Soaps, detergents, and other cleaning products contain surfactants mixed with conditioning and water softening agents. Surfactants increase the wetting and cleaning power of water. In the past, synthetic surfactants were highly resistant to microbial degradation. Foaming was excessive and persistent, and often mountainous piles of foam could be found downstream from urban areas and wastewater treatment plants. In addition to being unsightly, excessive foam causes water quality problems. Light transmission and atmospheric air exchange are reduced, causing low oxygen levels. The foam may also become wind-borne, causing public health problems in areas where the water contains high levels of bacteria or other pollutants. Surfactants are now made of more degradable compounds that bacteria can utilize as a source of food.

Without laboratory analysis, it is impossible to determine whether foam observed on lakes or streams is the result of natural conditions or human activities. Foam-causing detergents or other pollutants could possibly find their way into our waterways from faulty septic systems, commercial or industrial areas, waste treatment facilities, or human activities such as car washing or in-lake bathing. However, it is unlikely that foam from these sources would be found far from its source, because it degrades relatively quickly and it becomes greatly diluted. Undoubtedly, most observed foam is the result of natural circumstances.

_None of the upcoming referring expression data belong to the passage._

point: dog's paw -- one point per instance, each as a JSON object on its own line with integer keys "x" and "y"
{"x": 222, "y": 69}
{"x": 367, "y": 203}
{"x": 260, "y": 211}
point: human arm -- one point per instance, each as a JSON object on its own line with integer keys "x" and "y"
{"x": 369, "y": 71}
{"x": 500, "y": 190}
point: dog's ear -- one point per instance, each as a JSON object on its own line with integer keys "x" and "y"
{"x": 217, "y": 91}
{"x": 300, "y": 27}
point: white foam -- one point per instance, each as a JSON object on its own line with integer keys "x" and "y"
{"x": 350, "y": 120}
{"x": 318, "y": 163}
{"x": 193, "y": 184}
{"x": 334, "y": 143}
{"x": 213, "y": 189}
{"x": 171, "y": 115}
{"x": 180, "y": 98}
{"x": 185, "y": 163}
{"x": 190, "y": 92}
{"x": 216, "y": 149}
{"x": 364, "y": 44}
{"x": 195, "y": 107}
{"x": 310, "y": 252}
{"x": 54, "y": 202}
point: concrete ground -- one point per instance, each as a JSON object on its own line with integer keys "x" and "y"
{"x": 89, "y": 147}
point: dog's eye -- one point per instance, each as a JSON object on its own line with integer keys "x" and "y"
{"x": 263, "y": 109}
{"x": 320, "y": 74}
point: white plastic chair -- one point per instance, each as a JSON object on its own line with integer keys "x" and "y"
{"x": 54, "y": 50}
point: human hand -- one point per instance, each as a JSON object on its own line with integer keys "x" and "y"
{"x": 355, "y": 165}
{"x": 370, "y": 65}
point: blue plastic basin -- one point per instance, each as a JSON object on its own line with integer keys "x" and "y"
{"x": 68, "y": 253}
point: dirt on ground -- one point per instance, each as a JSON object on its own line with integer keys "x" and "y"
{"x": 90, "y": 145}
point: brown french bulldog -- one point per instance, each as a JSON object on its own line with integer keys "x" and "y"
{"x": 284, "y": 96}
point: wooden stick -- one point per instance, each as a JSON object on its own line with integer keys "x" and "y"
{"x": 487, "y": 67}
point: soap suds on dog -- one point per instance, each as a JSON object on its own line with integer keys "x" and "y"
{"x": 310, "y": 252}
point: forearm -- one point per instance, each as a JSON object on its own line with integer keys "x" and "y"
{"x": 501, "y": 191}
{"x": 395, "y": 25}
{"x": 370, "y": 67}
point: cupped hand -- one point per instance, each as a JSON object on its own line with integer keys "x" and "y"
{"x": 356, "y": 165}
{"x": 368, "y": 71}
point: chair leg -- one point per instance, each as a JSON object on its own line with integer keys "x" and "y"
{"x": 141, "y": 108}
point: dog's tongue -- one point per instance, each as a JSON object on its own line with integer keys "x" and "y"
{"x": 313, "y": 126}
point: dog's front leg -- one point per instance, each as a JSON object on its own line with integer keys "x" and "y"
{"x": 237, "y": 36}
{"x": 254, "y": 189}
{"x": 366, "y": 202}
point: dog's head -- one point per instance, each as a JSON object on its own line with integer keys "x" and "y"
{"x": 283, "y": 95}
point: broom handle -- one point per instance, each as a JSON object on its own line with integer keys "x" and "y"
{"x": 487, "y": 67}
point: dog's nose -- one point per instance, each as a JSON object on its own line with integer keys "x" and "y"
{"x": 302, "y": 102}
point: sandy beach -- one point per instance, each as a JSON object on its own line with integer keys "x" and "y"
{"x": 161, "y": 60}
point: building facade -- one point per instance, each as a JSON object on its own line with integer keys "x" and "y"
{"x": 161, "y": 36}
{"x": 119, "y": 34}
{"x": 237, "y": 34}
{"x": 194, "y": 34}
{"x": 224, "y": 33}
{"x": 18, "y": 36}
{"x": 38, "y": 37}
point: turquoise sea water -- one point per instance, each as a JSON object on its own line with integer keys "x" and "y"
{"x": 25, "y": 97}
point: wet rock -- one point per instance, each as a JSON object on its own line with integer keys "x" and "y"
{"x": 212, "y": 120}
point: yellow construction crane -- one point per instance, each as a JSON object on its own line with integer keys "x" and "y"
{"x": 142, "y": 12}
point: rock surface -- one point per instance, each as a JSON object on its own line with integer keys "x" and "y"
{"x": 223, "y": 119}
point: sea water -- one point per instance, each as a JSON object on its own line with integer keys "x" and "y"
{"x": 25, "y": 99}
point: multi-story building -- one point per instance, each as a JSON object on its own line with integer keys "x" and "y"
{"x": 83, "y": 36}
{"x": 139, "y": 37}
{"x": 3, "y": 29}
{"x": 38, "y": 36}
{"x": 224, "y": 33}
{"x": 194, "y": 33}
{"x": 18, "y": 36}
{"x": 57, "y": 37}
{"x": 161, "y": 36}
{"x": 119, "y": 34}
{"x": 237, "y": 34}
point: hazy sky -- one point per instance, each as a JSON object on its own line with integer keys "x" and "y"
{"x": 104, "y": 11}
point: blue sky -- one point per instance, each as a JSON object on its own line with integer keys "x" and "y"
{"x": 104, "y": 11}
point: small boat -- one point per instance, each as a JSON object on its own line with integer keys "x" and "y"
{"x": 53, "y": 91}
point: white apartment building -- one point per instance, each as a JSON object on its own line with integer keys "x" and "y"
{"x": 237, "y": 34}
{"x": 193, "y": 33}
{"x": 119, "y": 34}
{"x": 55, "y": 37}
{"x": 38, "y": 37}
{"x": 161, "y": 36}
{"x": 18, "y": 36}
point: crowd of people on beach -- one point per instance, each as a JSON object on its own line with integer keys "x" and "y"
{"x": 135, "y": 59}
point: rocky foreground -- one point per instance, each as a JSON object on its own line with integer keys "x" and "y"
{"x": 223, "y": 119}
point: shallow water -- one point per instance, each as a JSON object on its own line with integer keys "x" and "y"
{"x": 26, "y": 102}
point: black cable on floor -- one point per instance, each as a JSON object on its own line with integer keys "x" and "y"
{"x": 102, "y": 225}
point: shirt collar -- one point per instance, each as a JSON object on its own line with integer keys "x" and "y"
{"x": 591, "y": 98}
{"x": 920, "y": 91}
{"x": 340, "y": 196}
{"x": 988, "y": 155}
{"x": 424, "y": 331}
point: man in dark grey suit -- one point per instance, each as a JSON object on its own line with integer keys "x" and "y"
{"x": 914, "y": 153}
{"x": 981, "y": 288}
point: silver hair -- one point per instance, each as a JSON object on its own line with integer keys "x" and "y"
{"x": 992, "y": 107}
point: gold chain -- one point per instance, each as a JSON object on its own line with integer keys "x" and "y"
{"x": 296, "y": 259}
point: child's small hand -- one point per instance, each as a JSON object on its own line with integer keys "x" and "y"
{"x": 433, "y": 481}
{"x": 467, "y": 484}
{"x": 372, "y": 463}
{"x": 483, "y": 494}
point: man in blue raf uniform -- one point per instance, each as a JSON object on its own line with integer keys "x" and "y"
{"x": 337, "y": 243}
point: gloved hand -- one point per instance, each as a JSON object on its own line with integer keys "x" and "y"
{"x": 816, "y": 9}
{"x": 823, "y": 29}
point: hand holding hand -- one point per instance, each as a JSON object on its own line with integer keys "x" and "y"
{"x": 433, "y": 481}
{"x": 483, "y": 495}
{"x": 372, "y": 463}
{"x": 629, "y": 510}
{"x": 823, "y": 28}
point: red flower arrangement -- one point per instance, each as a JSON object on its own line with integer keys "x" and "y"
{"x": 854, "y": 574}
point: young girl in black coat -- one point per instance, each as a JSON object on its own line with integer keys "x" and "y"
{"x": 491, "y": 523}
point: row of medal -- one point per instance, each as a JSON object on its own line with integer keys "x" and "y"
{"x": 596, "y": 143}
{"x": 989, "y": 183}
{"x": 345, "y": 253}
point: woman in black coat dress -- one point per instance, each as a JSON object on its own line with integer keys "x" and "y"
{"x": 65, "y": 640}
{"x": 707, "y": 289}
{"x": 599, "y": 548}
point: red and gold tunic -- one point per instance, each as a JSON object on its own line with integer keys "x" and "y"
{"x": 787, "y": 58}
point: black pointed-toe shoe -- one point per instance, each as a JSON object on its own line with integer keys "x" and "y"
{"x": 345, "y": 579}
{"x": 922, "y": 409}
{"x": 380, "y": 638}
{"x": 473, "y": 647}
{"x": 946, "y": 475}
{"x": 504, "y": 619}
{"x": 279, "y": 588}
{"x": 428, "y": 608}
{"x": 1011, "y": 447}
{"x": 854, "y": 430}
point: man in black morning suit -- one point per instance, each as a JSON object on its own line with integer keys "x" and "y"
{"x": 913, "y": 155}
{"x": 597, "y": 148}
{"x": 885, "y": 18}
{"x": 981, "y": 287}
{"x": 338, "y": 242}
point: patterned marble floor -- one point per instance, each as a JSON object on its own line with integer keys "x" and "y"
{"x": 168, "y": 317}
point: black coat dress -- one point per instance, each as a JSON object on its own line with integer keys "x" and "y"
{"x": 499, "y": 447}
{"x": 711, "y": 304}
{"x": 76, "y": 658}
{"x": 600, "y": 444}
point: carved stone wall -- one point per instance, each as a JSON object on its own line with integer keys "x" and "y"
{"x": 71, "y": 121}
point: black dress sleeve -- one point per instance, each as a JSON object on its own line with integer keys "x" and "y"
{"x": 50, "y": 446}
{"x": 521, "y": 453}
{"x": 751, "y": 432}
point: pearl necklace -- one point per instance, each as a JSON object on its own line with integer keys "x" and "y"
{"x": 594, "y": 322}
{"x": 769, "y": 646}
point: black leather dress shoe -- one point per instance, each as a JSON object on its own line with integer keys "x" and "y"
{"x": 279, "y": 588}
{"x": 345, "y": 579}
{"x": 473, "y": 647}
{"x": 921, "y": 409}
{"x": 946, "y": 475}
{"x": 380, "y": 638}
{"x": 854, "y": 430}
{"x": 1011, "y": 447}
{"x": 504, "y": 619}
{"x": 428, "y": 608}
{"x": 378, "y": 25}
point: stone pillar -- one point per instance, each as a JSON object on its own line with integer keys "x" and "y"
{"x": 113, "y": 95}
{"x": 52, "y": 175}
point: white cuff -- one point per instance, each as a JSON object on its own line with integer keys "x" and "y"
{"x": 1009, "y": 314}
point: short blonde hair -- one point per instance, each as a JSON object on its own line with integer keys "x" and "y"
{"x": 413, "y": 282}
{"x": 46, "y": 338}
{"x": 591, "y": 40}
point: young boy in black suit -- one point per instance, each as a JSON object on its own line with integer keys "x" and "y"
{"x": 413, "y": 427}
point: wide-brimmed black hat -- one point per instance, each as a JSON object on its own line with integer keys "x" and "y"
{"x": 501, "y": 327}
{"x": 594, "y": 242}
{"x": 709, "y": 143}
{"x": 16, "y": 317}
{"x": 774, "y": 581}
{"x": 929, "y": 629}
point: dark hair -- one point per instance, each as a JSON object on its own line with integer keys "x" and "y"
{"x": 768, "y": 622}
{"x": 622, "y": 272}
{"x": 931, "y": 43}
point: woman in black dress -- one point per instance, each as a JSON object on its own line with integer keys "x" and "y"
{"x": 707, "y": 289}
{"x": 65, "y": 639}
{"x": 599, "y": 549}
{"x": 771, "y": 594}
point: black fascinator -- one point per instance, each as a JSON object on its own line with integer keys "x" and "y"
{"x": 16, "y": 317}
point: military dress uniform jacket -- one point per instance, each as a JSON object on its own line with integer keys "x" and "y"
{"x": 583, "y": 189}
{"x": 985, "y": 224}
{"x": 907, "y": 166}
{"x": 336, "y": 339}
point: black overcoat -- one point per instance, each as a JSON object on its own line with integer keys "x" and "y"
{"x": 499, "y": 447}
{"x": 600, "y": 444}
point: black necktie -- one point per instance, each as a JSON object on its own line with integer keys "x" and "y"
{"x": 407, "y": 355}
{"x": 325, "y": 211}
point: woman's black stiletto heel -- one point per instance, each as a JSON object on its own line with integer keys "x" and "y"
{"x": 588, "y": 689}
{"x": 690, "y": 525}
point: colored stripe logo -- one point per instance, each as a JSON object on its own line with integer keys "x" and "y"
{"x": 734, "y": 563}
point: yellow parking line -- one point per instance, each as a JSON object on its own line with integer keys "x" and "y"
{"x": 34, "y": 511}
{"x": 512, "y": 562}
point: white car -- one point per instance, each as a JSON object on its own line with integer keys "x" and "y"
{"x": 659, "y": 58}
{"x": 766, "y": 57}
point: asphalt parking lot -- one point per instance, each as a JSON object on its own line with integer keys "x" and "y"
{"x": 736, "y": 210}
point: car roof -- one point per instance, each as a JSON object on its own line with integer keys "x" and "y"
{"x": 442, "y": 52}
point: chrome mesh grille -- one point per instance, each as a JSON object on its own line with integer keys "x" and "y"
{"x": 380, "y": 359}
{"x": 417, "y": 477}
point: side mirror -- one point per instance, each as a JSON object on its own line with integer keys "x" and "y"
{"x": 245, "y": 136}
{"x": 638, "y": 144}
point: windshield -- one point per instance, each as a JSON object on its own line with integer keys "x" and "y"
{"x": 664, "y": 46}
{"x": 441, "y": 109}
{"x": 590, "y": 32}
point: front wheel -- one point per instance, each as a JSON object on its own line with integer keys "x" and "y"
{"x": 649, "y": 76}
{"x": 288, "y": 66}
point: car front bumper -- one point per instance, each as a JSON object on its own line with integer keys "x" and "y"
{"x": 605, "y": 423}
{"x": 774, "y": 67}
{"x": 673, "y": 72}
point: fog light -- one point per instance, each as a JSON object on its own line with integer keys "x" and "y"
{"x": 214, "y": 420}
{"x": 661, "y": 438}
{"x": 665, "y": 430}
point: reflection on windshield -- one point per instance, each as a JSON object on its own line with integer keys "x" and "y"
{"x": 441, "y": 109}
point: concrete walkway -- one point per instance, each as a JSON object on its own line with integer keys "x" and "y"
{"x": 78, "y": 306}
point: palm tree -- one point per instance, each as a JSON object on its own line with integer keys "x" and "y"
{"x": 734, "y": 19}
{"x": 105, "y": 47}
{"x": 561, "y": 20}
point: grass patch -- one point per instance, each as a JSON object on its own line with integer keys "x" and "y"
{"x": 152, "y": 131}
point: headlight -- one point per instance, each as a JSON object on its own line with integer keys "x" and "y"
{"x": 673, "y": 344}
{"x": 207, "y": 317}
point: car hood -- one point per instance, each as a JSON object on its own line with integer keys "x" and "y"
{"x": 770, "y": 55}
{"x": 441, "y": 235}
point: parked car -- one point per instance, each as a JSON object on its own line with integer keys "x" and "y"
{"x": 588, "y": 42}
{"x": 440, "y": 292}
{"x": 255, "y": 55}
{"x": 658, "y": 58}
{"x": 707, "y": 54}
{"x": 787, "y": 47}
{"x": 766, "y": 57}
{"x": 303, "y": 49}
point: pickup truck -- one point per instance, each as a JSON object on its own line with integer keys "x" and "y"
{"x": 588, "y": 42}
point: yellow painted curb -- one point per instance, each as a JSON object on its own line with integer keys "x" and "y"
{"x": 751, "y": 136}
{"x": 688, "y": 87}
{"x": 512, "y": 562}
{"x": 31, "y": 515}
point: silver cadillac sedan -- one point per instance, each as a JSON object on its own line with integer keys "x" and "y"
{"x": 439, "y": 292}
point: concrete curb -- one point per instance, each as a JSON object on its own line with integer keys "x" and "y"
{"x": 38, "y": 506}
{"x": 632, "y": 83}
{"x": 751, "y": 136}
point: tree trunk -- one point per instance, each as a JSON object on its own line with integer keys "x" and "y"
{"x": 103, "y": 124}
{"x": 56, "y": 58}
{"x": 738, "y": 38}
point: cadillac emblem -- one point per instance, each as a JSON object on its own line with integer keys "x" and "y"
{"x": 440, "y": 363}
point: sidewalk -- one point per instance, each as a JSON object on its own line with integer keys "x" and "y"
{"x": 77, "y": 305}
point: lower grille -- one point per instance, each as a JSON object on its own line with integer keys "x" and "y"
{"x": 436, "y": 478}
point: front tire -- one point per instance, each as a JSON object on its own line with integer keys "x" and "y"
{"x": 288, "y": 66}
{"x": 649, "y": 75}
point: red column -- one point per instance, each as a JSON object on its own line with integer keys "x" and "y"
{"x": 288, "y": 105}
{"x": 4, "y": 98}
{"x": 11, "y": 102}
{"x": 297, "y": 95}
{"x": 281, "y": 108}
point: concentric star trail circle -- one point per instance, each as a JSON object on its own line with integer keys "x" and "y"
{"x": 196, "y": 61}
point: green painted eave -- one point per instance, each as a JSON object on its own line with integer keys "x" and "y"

An increase of foaming has been observed in Northern Michigan on inland waters where zebra mussels have reached high population densities (including Burt, Charlevoix, Crooked, Mullet, and Pickerel).This relationship has also been observed in other parts of the country, particularly the Finger Lakes of New York. It seems likely that these invasive exotic organisms are either directly excreting large amounts of surfactants into the water, or affecting the foaming indirectly through the other changes they have wrought on aquatic ecosystems (such as an increase in filamentous algae growing on the bottom). In fact, researchers there have found high levels of proteins and fatty acids in the foam. Next, they will be analyzing the protein molecules and trying to correlate them somehow with the zebra mussels.

REFERENCES Hutchinson, G. E. 1975. A Treatise on Limnology, Vol. 1. John Wiley and Sons. 1015 p. Hynes, H.B.N. 1974. The Biology of Polluted Waters. U. of Toronto Press. 202 p. Maxwell, K. E. Environment of Life. Dickenson Pub. Co. 489 p. Wetzel, R. G. 1975. Limnology. W.B. Saunders Co. 743 p.